L’impunité d’Israël au cœur des tensions diplomatiques
Malgré les appels répétés de l’ONU et de plusieurs pays à suspendre les ventes d’armes à Israël, les États-Unis, principal allié militaire de Tel-Aviv, ont maintenu leur soutien. En février 2026, le président américain a même signé un nouveau paquet d’aide militaire d’un montant de 14 milliards de dollars, malgré les critiques de certains membres du Congrès. « Les États-Unis se rendent complices de ces crimes en continuant à fournir un soutien inconditionnel à Israël », dénonce Mary Costello dans sa tribune.
Côté européen, les positions restent divisées. La France et l’Allemagne, tout en appelant à un cessez-le-feu, ont refusé de suspendre leurs livraisons d’armes. Le ministre français des Affaires étrangères a justifié cette position par la nécessité de « garantir la sécurité d’Israël ». En revanche, l’Espagne et l’Irlande ont adopté des résolutions symboliques pour condamner les actions israéliennes à Gaza.
La Cour pénale internationale face à ses limites
En mars 2024, la Cour pénale internationale (CPI) a émis des mandats d’arrêt contre trois dirigeants du Hamas, dont le chef Yahya Sinwar, pour crimes de guerre et crimes contre l’humanité. Pourtant, aucun mandat n’a été délivré à ce jour contre des responsables israéliens, malgré les enquêtes ouvertes par le procureur de la CPI, Karim Khan. Libération souligne que cette inaction s’explique en partie par le refus d’Israël de reconnaître la compétence de la Cour, ainsi que par le veto américain au Conseil de sécurité de l’ONU.
Cette absence de poursuites contre Israël alimente les accusations d’une justice à deux vitesses. « Tant que les puissants bénéficieront de l’impunité, les populations civiles continueront de payer le prix de cette guerre », écrit Mary Costello. Les ONG palestiniennes, comme Al-Haq, réclament depuis des années la saisine de la CPI contre des responsables israéliens, sans succès pour l’instant.
Dans ce contexte, la tribune publiée par Libération relance le débat sur la responsabilité des États dans la protection des populations civiles en temps de guerre. Alors que les négociations de paix restent au point mort, la question de l’impunité israélienne et du soutien occidental à Tel-Aviv continue de diviser la communauté internationale.

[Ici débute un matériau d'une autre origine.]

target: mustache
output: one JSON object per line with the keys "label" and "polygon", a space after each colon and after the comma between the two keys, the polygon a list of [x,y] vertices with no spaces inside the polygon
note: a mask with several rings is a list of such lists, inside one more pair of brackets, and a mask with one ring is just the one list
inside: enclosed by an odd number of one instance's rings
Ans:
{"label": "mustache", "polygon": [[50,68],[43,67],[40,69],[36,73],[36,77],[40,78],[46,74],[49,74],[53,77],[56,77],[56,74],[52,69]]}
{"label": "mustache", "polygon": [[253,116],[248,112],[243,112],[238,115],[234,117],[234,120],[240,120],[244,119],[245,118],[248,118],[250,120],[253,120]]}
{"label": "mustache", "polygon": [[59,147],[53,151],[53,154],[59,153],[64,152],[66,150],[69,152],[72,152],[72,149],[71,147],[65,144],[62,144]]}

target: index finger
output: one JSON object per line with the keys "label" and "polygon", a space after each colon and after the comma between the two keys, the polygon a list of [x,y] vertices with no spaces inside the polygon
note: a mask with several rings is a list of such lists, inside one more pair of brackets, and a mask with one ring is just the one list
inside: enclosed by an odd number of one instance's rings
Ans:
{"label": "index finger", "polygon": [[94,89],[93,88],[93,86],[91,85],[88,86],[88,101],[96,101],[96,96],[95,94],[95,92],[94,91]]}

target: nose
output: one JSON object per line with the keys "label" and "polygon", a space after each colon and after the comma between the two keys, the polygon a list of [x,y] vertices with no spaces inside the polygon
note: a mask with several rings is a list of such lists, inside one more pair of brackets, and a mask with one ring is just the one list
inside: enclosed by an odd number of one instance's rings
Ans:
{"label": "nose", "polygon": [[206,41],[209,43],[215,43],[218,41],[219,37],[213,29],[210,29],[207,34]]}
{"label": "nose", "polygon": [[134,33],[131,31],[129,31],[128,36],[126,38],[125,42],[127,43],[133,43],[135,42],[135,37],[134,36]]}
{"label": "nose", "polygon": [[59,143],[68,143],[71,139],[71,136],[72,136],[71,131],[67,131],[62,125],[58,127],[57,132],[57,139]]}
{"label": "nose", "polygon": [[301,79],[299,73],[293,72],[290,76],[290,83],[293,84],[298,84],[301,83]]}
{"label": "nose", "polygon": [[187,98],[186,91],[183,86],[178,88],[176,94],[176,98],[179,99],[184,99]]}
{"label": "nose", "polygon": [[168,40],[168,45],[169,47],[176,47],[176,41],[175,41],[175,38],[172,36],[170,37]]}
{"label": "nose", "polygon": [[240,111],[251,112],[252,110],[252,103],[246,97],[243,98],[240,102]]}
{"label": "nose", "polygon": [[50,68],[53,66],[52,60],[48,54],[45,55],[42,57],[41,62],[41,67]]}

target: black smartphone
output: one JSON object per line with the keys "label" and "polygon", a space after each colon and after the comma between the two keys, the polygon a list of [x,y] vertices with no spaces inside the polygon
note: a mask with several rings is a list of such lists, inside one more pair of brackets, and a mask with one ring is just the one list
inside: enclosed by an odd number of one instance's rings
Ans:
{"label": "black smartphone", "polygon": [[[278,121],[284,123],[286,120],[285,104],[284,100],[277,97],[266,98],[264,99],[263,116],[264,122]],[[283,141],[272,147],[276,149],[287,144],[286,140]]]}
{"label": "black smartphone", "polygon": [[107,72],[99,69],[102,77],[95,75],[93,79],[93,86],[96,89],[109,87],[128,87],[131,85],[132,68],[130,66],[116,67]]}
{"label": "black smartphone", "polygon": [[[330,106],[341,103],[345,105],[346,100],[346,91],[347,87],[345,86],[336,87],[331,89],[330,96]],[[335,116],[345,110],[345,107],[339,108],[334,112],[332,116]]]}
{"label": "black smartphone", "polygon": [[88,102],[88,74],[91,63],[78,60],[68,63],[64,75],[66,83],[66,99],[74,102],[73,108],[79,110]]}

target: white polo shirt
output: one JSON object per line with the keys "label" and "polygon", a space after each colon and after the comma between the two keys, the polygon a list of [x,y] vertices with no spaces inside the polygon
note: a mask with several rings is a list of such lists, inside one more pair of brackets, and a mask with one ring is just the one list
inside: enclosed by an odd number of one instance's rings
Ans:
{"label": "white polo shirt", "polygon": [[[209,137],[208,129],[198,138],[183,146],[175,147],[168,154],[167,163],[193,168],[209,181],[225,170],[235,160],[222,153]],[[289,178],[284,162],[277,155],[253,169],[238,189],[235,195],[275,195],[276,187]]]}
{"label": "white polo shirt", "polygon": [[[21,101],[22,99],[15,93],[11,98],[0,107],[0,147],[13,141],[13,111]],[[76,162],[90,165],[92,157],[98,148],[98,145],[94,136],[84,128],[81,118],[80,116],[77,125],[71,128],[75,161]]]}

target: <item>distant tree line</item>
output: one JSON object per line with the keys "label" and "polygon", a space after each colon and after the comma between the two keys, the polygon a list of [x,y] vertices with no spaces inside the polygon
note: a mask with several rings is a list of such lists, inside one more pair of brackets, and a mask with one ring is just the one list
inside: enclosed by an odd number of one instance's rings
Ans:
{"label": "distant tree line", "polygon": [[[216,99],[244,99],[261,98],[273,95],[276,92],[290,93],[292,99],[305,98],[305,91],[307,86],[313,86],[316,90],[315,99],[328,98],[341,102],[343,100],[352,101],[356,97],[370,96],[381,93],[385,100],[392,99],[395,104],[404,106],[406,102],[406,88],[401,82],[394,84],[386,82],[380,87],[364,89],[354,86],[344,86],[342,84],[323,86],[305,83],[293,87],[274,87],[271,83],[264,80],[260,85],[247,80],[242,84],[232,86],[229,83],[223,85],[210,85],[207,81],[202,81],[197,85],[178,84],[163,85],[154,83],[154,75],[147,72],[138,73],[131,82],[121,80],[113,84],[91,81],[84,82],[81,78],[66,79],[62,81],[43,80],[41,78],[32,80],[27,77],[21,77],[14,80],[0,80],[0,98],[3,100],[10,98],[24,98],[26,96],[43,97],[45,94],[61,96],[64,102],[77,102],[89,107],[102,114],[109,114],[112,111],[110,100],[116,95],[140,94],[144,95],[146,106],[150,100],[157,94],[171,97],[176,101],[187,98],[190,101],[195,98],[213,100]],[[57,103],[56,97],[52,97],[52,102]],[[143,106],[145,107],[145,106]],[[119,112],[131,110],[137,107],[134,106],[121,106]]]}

Les détracteurs d’Israël, dont Mary Costello dans sa tribune pour Libération, soulignent principalement les frappes disproportionnées sur des zones civiles, les destructions massives d’infrastructures (hôpitaux, écoles, réseaux d’eau), ainsi que le blocus imposé à Gaza depuis 2007, aggravé par la guerre. Ils dénoncent également l’absence de poursuites contre des responsables israéliens malgré les enquêtes de l’ONU et de la CPI, et le soutien militaire continu des États-Unis.